Artista visual e pesquisadora, graduada em artes visuais e graduada em licenciatura em artes plásticas pela Universidade do Desenvolvimento do Estado de Santa Catarina (Udesc), o seu processo artístico resulta em livros de artista, registro fotográfico e escrita, sempre envolvendo o cotidiano, as lembranças e os possíveis distanciamentos. Sua pesquisa poética se volta sobre questões da memória – lembrança, ficção e espaço, um movimento de aproximação e distanciamento com sua própria história. Com a conquista do Edital Elisabete Anderle 2014 – Prêmio Catarinense de Artes Visuais, Fundação Catarinense de Cultura, publica o livro “Registros: Ficções Polaroides”, lançado na exposição com o mesmo título na Fundação Cultural Badesc em Florianópolis (2016). Participa da 24ª Bienal Internacional de Curitiba – Pólo SC – Exposição “Fotografia: Seus Sistemas Híbridos e Fronteiriços” na Fundação Cultural Badesc em Florianópolis (2017). Participa das edições do Projeto Armazém desde seu primeiro ano em 2011. Em 2018 foi selecionada pelo edital Jovens Artista: Arte Contemporânea em Santa Catarina.
“Acredito num espaço de troca e de constante diálogo. Observei que não é um setor que se constrói sozinho e que se mantém separado de tudo, em sua sala esquecida, é um espaço que atravessa todas as áreas e que se apropria dessas experiências como uma forma de ampliação”, diz ela que, nesta entrevista conduzida por Néri Pedroso, abre um pouco do seu jeito de ser e pensar, com uma reflexão sobre o primeiro ciclo de trabalho. O momento, além do compartilhamento com pesquisadores na Bahia, está alinhado com o desejo da equipe por refinamento e consolidação de metas idealizados no estatuto da instituição.
Como você se sente sob o ponto de vista profissional, como se define? Consegue ser muitas em uma só? Artista, arte educadora?

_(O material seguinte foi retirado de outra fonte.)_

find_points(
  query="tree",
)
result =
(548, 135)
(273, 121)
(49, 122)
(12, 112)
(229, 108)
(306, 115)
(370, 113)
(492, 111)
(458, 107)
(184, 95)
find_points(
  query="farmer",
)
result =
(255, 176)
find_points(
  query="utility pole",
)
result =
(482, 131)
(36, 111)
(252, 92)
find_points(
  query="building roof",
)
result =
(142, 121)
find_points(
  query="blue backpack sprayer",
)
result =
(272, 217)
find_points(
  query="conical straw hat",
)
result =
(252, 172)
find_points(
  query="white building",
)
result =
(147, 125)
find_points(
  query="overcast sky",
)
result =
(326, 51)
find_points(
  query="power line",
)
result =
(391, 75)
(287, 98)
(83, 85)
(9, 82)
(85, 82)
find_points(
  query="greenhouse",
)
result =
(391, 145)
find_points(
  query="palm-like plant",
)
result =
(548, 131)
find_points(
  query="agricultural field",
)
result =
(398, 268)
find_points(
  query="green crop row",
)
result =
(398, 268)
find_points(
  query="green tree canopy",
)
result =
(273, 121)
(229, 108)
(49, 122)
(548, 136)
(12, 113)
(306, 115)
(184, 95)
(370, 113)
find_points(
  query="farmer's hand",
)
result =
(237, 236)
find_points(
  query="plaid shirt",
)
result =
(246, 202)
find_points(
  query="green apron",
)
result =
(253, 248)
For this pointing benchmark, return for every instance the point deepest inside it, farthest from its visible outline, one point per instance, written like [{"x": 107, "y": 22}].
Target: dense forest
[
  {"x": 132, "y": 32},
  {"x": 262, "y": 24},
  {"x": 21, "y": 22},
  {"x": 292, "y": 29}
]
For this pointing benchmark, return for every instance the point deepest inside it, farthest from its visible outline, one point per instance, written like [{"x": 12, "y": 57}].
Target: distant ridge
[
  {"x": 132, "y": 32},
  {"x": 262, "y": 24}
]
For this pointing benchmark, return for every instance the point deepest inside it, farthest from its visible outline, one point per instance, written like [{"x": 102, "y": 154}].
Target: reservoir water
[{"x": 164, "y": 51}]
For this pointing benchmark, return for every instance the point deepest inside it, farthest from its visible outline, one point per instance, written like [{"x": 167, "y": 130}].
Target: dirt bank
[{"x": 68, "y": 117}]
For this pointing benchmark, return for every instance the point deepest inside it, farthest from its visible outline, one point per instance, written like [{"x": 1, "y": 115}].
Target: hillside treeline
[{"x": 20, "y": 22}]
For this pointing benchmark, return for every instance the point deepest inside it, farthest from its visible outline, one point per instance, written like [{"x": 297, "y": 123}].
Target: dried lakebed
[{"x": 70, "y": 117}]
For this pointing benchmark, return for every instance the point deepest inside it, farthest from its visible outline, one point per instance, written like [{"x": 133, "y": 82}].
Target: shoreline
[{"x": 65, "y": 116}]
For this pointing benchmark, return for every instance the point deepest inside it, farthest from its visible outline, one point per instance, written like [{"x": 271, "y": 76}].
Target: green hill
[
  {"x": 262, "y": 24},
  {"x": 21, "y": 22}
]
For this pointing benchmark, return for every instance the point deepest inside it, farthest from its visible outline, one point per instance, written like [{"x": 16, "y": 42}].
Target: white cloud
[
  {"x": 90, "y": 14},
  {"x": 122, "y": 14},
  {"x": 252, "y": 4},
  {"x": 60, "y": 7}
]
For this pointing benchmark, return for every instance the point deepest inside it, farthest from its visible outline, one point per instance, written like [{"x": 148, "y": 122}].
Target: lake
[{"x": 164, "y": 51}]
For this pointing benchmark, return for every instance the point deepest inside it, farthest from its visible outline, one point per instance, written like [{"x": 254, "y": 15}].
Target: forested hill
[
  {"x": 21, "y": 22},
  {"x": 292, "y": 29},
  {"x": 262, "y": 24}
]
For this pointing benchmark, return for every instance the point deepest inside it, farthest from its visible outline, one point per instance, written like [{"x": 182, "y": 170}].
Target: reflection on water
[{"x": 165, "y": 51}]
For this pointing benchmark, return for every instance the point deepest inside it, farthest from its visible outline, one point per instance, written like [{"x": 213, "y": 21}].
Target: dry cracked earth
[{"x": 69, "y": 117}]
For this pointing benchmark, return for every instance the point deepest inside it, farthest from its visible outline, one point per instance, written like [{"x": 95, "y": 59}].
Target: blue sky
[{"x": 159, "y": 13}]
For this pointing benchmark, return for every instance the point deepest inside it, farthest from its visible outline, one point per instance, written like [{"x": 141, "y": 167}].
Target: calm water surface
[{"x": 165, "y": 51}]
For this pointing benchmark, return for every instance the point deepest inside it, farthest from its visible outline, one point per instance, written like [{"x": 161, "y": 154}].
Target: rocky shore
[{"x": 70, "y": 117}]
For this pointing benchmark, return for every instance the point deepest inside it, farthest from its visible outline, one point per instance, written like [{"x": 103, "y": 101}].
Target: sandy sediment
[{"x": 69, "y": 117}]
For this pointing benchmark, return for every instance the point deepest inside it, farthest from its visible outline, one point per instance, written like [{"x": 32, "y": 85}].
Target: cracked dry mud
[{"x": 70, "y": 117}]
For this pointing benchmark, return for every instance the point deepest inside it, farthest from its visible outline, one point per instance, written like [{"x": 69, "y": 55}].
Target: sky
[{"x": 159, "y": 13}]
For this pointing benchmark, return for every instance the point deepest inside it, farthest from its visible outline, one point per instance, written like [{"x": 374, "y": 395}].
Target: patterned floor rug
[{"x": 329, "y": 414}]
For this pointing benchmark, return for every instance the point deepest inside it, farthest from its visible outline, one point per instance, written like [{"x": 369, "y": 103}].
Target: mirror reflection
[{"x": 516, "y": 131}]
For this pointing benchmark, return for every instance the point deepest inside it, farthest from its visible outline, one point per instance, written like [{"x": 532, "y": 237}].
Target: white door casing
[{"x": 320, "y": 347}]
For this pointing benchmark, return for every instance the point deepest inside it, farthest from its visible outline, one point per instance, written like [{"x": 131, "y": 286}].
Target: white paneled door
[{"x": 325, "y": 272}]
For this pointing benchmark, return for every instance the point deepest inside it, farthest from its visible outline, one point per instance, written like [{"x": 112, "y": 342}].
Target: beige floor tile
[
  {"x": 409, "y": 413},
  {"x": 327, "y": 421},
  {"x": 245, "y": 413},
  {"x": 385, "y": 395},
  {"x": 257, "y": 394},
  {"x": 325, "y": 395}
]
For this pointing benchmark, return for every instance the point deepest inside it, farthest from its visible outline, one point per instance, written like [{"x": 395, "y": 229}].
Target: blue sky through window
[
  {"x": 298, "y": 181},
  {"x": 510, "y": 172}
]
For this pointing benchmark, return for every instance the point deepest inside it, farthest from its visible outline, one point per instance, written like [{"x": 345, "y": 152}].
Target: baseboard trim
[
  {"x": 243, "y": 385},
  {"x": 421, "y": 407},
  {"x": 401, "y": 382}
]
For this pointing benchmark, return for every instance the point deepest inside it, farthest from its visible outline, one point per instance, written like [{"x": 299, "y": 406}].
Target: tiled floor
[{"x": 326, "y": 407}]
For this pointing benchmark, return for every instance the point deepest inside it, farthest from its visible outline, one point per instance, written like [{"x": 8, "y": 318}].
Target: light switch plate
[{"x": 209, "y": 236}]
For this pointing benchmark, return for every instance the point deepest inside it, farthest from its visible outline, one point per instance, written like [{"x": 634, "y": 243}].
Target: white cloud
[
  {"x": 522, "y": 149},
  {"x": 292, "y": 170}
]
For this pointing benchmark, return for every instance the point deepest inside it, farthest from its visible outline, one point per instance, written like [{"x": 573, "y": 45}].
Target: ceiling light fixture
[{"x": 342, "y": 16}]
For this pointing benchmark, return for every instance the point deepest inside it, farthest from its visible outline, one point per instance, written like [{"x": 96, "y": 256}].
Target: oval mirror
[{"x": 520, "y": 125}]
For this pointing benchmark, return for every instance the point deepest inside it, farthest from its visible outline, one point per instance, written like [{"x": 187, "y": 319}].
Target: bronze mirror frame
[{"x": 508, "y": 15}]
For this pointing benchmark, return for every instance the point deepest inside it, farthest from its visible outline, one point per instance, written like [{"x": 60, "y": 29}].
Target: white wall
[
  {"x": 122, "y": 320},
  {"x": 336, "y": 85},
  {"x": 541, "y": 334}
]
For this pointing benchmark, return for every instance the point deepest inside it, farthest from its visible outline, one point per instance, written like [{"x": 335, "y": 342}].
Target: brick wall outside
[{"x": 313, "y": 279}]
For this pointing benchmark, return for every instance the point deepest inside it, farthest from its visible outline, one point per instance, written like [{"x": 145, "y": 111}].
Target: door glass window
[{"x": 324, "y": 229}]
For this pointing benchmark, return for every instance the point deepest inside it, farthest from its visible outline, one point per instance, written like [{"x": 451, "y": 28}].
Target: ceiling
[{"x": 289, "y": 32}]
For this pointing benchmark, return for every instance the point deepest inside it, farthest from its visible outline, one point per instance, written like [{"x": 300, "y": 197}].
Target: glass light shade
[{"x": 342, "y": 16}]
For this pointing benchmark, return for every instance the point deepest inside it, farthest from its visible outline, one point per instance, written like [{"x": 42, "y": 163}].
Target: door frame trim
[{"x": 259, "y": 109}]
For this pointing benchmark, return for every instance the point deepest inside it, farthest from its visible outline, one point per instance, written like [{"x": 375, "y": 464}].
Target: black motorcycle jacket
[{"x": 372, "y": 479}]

Joana Amarante – É difícil definir quando sempre caminhei por atuações e setores diversos, como mediações de arte educação, assistente de agenda cultural, montagem e desmontagem de exposição, assistente de curadoria, assistente de acervo/catalogação, ministrante de oficinas de encadernação manual e uma rápida passagem como professora de balé clássico. Além disso, gosto de brincar com a fotografia como um registro ou, como algumas vezes falo, “diários fotográficos escritos de memórias inventadas”, mas não me coloco, também, como uma artista visual. Me definir é um problema, pois gosto da ideia de ocupar os espaços como uma curiosa com os resultados que essas ações possam gerar ao público e, claro, a mim. De certa forma, as trocas e diálogos, apesar de ser uma pessoa tímida, sempre me interessaram e desafiaram, estando sempre presentes em minhas atuações mais significativas.
Como define a sua experiência no Instituto Collaço Paulo? Quais são os maiores desafios nesta atuação?

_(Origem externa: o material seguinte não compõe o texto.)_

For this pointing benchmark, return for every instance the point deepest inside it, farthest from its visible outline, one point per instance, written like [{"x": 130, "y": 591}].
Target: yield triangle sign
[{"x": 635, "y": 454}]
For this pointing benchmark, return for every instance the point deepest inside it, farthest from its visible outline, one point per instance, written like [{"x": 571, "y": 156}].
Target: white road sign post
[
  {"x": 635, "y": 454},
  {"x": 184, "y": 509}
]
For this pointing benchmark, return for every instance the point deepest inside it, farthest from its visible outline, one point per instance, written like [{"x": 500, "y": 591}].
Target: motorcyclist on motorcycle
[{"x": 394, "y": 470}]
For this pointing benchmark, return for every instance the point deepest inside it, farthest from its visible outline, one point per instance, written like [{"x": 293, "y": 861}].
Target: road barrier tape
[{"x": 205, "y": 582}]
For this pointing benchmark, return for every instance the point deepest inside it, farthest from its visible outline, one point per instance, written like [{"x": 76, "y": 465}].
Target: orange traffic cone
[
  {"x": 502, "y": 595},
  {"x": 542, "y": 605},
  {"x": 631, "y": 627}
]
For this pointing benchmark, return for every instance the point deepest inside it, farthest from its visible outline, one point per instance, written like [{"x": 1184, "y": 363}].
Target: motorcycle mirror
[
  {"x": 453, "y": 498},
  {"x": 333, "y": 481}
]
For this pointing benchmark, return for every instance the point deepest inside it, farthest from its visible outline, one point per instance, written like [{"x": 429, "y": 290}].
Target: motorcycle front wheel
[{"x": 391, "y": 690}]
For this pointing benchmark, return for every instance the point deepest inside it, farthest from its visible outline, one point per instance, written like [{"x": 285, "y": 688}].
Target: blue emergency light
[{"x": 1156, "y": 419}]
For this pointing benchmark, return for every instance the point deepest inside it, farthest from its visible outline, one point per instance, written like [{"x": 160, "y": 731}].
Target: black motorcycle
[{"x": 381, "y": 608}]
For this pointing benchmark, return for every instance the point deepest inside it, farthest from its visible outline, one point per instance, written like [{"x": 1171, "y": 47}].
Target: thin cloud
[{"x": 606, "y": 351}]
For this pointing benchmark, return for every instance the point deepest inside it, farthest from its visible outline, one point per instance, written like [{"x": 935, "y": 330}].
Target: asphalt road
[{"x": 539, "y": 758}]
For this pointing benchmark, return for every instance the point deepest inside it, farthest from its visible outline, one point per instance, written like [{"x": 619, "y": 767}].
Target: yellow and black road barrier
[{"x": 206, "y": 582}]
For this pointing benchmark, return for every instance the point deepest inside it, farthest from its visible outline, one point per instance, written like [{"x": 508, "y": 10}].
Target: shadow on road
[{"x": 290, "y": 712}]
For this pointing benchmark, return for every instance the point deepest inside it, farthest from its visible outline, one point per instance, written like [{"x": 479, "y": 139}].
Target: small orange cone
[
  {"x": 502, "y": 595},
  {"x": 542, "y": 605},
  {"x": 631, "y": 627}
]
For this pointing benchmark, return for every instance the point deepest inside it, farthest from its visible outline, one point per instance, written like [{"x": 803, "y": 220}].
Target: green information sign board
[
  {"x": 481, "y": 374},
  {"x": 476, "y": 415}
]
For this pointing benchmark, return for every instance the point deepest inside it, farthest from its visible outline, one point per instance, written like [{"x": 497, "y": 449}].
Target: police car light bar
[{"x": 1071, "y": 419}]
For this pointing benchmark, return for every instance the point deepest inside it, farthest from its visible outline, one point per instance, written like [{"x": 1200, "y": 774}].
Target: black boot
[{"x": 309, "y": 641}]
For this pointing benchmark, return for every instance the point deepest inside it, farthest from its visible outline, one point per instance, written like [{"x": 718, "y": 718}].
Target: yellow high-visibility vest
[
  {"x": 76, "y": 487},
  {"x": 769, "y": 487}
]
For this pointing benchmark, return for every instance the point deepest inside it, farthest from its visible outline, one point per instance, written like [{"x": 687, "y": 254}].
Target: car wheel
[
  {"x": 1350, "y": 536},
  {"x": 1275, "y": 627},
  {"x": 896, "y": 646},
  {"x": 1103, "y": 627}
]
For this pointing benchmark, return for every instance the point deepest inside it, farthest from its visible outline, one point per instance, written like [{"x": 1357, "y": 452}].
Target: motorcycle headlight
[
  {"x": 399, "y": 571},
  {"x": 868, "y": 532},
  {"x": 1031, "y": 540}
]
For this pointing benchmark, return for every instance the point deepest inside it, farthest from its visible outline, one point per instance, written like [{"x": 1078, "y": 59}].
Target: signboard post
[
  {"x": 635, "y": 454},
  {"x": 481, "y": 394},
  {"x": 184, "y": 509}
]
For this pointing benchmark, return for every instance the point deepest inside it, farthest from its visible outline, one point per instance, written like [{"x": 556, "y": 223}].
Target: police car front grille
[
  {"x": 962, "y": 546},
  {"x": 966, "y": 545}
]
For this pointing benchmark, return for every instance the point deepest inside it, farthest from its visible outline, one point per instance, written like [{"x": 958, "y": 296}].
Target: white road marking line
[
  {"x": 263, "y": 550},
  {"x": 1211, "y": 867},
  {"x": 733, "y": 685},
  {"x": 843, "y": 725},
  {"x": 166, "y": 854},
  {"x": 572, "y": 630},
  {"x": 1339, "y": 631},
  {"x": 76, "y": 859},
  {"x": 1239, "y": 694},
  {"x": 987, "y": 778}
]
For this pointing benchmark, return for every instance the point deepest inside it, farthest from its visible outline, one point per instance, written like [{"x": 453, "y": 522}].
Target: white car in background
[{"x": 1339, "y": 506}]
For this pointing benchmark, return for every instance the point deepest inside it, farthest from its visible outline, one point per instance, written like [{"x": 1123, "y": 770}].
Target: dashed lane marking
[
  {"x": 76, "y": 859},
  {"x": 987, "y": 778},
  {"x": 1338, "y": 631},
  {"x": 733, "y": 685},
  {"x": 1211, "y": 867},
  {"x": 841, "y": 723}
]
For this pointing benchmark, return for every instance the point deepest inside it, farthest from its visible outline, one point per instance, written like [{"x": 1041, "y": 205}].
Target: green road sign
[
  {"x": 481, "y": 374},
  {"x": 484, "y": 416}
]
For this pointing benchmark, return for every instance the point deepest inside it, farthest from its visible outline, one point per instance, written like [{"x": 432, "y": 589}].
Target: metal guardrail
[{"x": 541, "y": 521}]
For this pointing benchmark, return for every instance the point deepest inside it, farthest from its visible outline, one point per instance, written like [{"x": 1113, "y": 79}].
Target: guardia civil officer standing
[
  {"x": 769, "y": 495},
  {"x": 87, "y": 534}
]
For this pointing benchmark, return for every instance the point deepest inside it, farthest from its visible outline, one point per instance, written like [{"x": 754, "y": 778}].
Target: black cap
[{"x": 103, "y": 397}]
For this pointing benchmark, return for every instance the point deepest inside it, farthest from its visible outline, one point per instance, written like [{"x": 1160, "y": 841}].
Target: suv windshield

Amarante: Defino justamente com a palavra usada na pergunta: uma experiência. Encaro esse espaço novo que ocupo, com uma atuação de extrema importância, dividindo com pessoas profissionais que sempre admirei e um lugar de crescimento profissional e pessoal. Também encaro como um lugar de criação e de diálogo com os pares e com os diferentes, sem sombra de dúvida, pois é aí que se ampliam as conexões e reflexões. De certa forma, o desafio maior é fortalecer e ampliar cada vez mais o vínculo que vem sendo construído em Florianópolis, no Estado e, em especial, na comunidade de Coqueiros, onde o instituto está instalado.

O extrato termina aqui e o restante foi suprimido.